Lukashenko Tegaskan AS Tak Akan Mampu Hadapi China, Soroti Perubahan Keseimbangan Kekuatan Dunia

0
1776965479082


Minsk — Presiden Belarus Alexander Lukashenko melontarkan pernyataan keras yang menyasar kebijakan luar negeri Amerika Serikat, khususnya terkait rivalitas dengan China. Dalam wawancara dengan media Rusia, Lukashenko menegaskan bahwa Amerika Serikat tidak seharusnya mencampuri urusan Tiongkok.
Pernyataan tersebut muncul di tengah meningkatnya ketegangan geopolitik antara Washington dan Beijing yang mencakup isu perdagangan, teknologi, hingga keamanan kawasan Indo-Pasifik.

Soroti Kekuatan Militer China

Lukashenko menyebut bahwa Amerika Serikat tidak akan mudah menghadapi kekuatan militer China apabila terjadi konflik terbuka di kawasan Asia Pasifik. Ia bahkan mengklaim bahwa aset militer strategis AS, termasuk kapal induk, dapat menjadi target dalam skenario perang terbuka.
Meski demikian, pernyataan tersebut bersifat politis dan mencerminkan pandangan Belarus dalam membaca dinamika kekuatan global yang terus berubah.

Perubahan Keseimbangan Geopolitik

Menurut Lukashenko, dunia saat ini tidak lagi berada dalam dominasi satu kekuatan tunggal. Ia menilai bahwa pengaruh China di bidang ekonomi dan pertahanan terus meningkat, sehingga menciptakan keseimbangan baru dalam tatanan global.
Ia juga menyinggung bahwa Presiden Amerika Serikat Donald Trump memahami realitas tersebut, terutama terkait posisi China sebagai kekuatan besar dunia saat ini.

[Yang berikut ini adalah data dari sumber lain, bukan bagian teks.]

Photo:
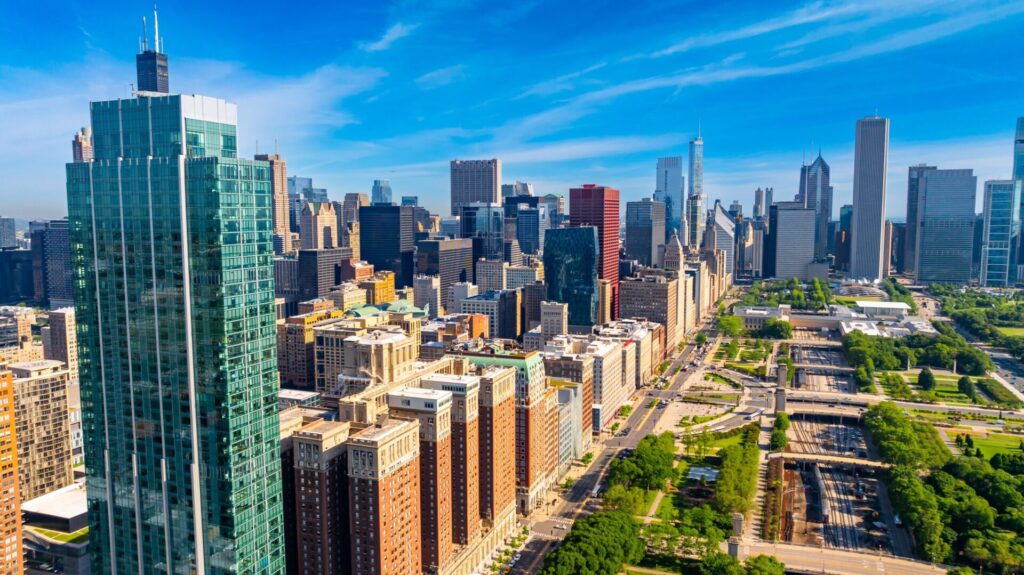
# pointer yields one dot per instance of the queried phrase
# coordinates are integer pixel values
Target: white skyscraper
(870, 162)
(669, 190)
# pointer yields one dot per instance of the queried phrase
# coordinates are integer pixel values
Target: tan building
(433, 409)
(465, 392)
(43, 427)
(318, 226)
(60, 342)
(384, 498)
(10, 514)
(279, 193)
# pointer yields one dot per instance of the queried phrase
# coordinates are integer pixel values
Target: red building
(598, 206)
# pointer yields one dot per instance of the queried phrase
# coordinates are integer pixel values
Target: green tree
(926, 380)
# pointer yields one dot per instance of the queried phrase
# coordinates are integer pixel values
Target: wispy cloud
(391, 35)
(440, 77)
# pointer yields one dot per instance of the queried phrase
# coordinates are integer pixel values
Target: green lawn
(997, 443)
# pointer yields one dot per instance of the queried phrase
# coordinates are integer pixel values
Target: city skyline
(335, 118)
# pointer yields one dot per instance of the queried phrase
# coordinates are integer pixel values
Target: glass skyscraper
(172, 250)
(1000, 237)
(570, 264)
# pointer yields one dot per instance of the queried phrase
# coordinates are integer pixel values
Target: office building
(790, 242)
(182, 157)
(386, 238)
(669, 190)
(1000, 238)
(427, 295)
(10, 498)
(81, 145)
(433, 410)
(598, 206)
(279, 194)
(695, 201)
(43, 428)
(451, 260)
(52, 274)
(945, 226)
(915, 177)
(381, 192)
(475, 181)
(151, 62)
(384, 498)
(817, 194)
(466, 471)
(570, 263)
(645, 229)
(870, 161)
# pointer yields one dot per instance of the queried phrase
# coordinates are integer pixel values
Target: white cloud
(440, 77)
(391, 35)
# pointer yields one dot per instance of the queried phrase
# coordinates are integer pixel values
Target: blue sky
(563, 92)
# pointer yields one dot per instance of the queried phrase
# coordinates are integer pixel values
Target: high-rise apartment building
(433, 409)
(870, 161)
(387, 239)
(158, 373)
(10, 498)
(279, 194)
(669, 189)
(598, 206)
(81, 145)
(915, 177)
(43, 427)
(384, 498)
(645, 229)
(1001, 235)
(475, 181)
(945, 226)
(570, 263)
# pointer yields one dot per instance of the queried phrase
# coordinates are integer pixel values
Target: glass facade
(1001, 233)
(570, 258)
(172, 252)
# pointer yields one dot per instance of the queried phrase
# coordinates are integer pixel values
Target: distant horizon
(394, 92)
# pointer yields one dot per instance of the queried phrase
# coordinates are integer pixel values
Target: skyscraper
(817, 195)
(915, 175)
(870, 161)
(598, 206)
(151, 62)
(177, 341)
(475, 180)
(695, 201)
(1000, 239)
(570, 263)
(81, 145)
(381, 192)
(645, 227)
(945, 226)
(669, 190)
(279, 193)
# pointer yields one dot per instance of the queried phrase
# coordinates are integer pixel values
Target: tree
(764, 565)
(731, 325)
(926, 379)
(966, 387)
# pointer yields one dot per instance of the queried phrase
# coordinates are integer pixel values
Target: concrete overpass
(835, 460)
(801, 559)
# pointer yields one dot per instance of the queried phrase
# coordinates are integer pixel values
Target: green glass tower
(172, 254)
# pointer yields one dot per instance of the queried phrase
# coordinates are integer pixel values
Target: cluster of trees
(778, 438)
(737, 477)
(937, 351)
(814, 296)
(599, 543)
(903, 441)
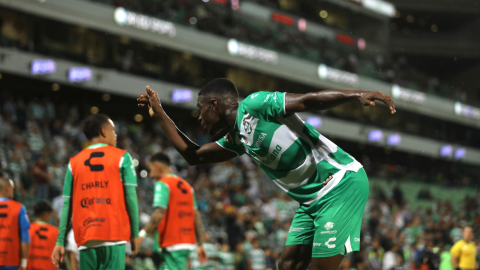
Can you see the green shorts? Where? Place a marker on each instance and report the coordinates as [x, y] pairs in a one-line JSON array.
[[103, 258], [331, 225], [175, 260]]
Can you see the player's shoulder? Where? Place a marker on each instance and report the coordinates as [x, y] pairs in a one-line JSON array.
[[115, 150], [159, 185], [16, 204], [255, 98]]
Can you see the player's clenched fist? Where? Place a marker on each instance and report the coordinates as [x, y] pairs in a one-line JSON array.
[[151, 101], [57, 255]]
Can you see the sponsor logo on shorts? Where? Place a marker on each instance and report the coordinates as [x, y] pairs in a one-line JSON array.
[[328, 226], [331, 240], [248, 128], [293, 229]]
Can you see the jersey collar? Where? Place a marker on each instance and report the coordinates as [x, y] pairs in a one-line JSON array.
[[97, 145]]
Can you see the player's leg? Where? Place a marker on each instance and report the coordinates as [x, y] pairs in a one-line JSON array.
[[295, 257], [338, 221], [328, 263], [298, 249], [175, 259], [111, 257], [88, 259]]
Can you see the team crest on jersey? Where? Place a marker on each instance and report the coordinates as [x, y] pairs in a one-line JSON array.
[[247, 127], [228, 138]]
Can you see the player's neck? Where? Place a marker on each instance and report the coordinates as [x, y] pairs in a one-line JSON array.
[[98, 140]]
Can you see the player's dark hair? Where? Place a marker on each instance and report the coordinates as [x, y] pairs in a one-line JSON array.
[[219, 86], [161, 157], [41, 207], [92, 126]]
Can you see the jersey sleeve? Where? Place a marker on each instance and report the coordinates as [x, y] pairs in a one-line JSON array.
[[127, 170], [24, 225], [232, 143], [195, 206], [161, 195], [65, 217], [456, 249], [265, 105]]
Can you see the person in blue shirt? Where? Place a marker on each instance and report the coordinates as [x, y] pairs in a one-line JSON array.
[[14, 225]]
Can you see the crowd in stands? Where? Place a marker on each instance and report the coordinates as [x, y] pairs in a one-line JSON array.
[[213, 18], [224, 22], [242, 209]]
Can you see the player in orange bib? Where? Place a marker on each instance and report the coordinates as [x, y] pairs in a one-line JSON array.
[[175, 216], [14, 224], [42, 238], [100, 197]]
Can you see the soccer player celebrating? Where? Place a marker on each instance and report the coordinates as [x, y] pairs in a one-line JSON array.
[[100, 196], [14, 225], [330, 185], [43, 237], [175, 216]]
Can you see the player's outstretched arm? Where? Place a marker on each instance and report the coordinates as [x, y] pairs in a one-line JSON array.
[[193, 153], [327, 99]]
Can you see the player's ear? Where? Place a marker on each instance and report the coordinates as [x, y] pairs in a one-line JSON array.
[[103, 132], [214, 102]]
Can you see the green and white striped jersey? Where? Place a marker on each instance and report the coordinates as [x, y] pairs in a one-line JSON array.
[[227, 260], [210, 264], [295, 156], [257, 259]]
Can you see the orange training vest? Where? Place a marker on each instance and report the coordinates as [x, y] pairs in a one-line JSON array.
[[9, 233], [178, 224], [98, 198], [42, 241]]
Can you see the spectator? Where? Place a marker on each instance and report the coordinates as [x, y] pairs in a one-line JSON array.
[[42, 178], [390, 258]]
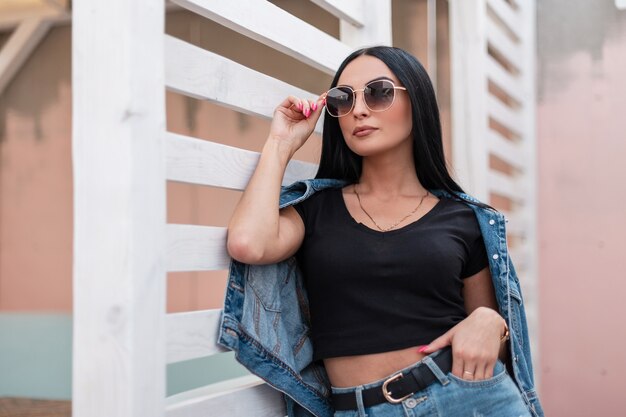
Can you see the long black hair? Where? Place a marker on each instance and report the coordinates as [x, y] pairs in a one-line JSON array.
[[340, 162]]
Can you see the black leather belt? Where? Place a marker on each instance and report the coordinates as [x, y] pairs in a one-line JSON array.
[[397, 387]]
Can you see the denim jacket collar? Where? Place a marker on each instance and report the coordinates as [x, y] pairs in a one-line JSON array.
[[266, 320]]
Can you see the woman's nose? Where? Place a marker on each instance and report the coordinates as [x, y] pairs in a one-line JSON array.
[[360, 108]]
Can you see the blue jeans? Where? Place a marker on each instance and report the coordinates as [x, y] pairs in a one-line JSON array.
[[448, 396]]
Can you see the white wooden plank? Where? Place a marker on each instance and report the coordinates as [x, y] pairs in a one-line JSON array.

Aliansi Strategis dengan Rusia dan China

Lukashenko menegaskan bahwa Belarus memiliki hubungan strategis yang erat dengan Rusia dan China, khususnya dalam menghadapi tekanan dan sanksi dari negara-negara Barat.
Hal ini memperkuat posisi Belarus dalam blok kerja sama yang berseberangan dengan pengaruh Barat di panggung internasional.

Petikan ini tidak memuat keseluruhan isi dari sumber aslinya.